For him, there is no easy solution for what he views as a human-made issue.
We created this problem. These are domestic cats that were put out on the street, he said, adding he readily admits he doesn’t know what a more effective solution to the problem would be since euthanasia is shown not to work.
He urged anyone with an outside cat without a microchip to reconsider its living location so it doesn’t get trapped and come back with the tell-tale ear notch that all trapped and released cats will receive.
The groups in the coalition will each have separate responsibilities to the task – Animal Care & Control will retrieve any trapped cats, scan them for microchips and take them to HOPE for spaying or neutering if no chip is found.
HOPE staff will notch one of the ears of the cats, a universal symbol for a Community Cat to reduce or eliminate repeat trappings of the same cat.
The SPCA will get the cats from HOPE and return them to their original location.
The cats will get a visual health inspection.

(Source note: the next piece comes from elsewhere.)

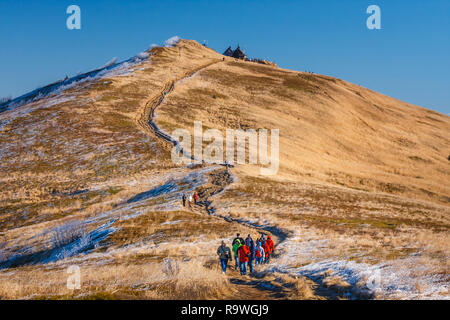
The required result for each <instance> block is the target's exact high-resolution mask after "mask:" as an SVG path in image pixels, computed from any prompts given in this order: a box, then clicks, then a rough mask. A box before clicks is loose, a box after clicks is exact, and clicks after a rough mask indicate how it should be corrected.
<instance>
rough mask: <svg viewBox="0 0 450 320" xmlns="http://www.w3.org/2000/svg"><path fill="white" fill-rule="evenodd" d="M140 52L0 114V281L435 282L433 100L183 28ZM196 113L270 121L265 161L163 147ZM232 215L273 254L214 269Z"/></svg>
mask: <svg viewBox="0 0 450 320" xmlns="http://www.w3.org/2000/svg"><path fill="white" fill-rule="evenodd" d="M148 54H149V57H148V58H147V55H146V54H144V55H140V58H135V59H131V60H129V61H127V62H125V63H122V64H118V65H115V66H114V67H111V68H108V69H105V70H102V71H101V72H98V73H97V72H96V73H95V75H94V76H92V77H90V78H84V79H82V80H79V81H78V80H77V81H73V82H71V83H70V85H67V86H66V87H63V88H60V89H58V90H55V91H52V92H49V94H48V95H47V96H45V97H42V98H39V99H36V100H34V101H31V102H24V104H17V105H16V106H13V105H11V106H10V107H9V108H7V109H6V110H5V111H3V112H1V113H0V149H1V153H0V172H1V175H0V181H1V183H2V190H0V281H2V286H1V288H0V298H17V297H21V298H23V297H24V298H36V297H39V298H42V297H43V298H48V297H56V298H61V297H66V298H67V297H69V298H136V297H138V298H150V299H152V298H230V297H233V298H236V297H237V298H261V299H262V298H264V299H266V298H288V299H305V298H306V299H323V298H411V297H414V298H429V297H433V298H448V297H449V295H448V285H449V283H450V279H449V277H448V275H449V274H450V266H449V262H448V261H449V259H448V257H449V256H450V251H449V247H448V242H449V240H450V239H449V225H450V223H449V222H450V221H449V220H450V219H449V218H450V217H449V214H450V210H449V200H450V198H449V195H450V186H449V184H448V183H447V181H449V176H450V170H449V166H448V165H449V162H448V155H449V154H450V136H449V132H450V118H449V117H448V116H445V115H442V114H439V113H437V112H434V111H431V110H428V109H425V108H421V107H418V106H414V105H410V104H407V103H405V102H401V101H398V100H395V99H392V98H390V97H387V96H384V95H382V94H379V93H376V92H373V91H371V90H369V89H365V88H362V87H360V86H357V85H354V84H351V83H348V82H345V81H343V80H340V79H335V78H331V77H327V76H322V75H316V74H310V73H304V72H297V71H291V70H286V69H281V68H277V67H276V66H268V65H262V64H258V63H255V62H248V61H247V62H246V61H239V60H235V59H232V58H228V57H227V58H224V56H222V55H220V54H218V53H217V52H215V51H213V50H211V49H209V48H206V47H204V46H202V45H200V44H198V43H197V42H195V41H191V40H182V41H180V42H178V43H177V44H176V45H175V46H169V47H156V48H153V49H152V50H149V51H148ZM194 121H202V124H203V129H204V130H206V129H211V128H214V129H218V130H220V131H221V132H223V133H225V130H226V129H244V130H246V129H260V128H265V129H279V135H280V145H279V150H280V168H279V171H278V173H277V174H276V175H273V176H261V175H259V173H260V171H259V168H260V167H259V165H249V164H240V165H237V166H235V167H233V168H231V169H230V170H229V171H228V170H226V169H225V168H224V167H223V166H220V165H215V164H197V165H183V164H178V165H177V164H175V163H174V162H173V161H172V159H171V151H172V147H173V144H174V143H175V144H176V143H178V142H177V141H175V139H174V137H171V136H170V135H171V133H172V132H173V130H175V129H178V128H183V129H187V130H188V131H191V132H192V131H193V126H194ZM193 191H197V192H198V193H199V195H200V201H199V203H198V204H197V205H194V206H193V208H188V207H183V206H182V204H181V195H182V194H187V193H192V192H193ZM236 232H240V233H241V234H248V233H251V234H252V235H253V238H256V237H257V236H258V234H259V233H268V234H271V235H272V236H273V237H274V238H275V240H276V241H275V242H276V244H277V249H276V257H275V259H274V260H273V261H272V262H271V263H270V264H267V265H264V266H263V267H261V268H260V269H259V270H258V271H257V272H256V273H255V274H253V275H251V276H245V277H240V276H239V275H237V274H236V273H235V272H233V271H231V273H229V274H228V275H227V276H225V275H223V274H221V272H220V271H219V267H218V264H217V260H216V249H217V246H218V245H219V244H220V241H221V240H224V241H226V242H227V243H230V241H231V239H232V237H233V235H234V234H235V233H236ZM70 265H78V266H80V268H81V270H82V274H83V275H84V276H83V277H84V278H83V280H82V281H83V284H82V287H81V289H79V290H75V291H72V290H69V289H67V288H66V287H65V284H66V278H65V277H66V269H67V267H68V266H70ZM11 270H13V271H14V273H11ZM374 277H375V278H374Z"/></svg>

If they look as if they’re doing well, they will be returned to their habitat. If they are clearly diseased or have some other sort of ailment, they will be euthanized.
Despite McKee’s concerns, which he voiced to the City Council in a letter, he admires the drive of the Community Cats coalition.
These are remarkable people trying to do an impossible job, he said.
Lewis said Animal Care & Control officers have collected cats trapped by residents for 25 years, so that role will not be any different from the past.
If the ordinance is changed, all three groups involved hope to continue the decline in stray cat populations started in 2010 when HOPE opened its doors.
We’re all on the same page, Laird said. We don’t want to kill any animals if we don’t have to.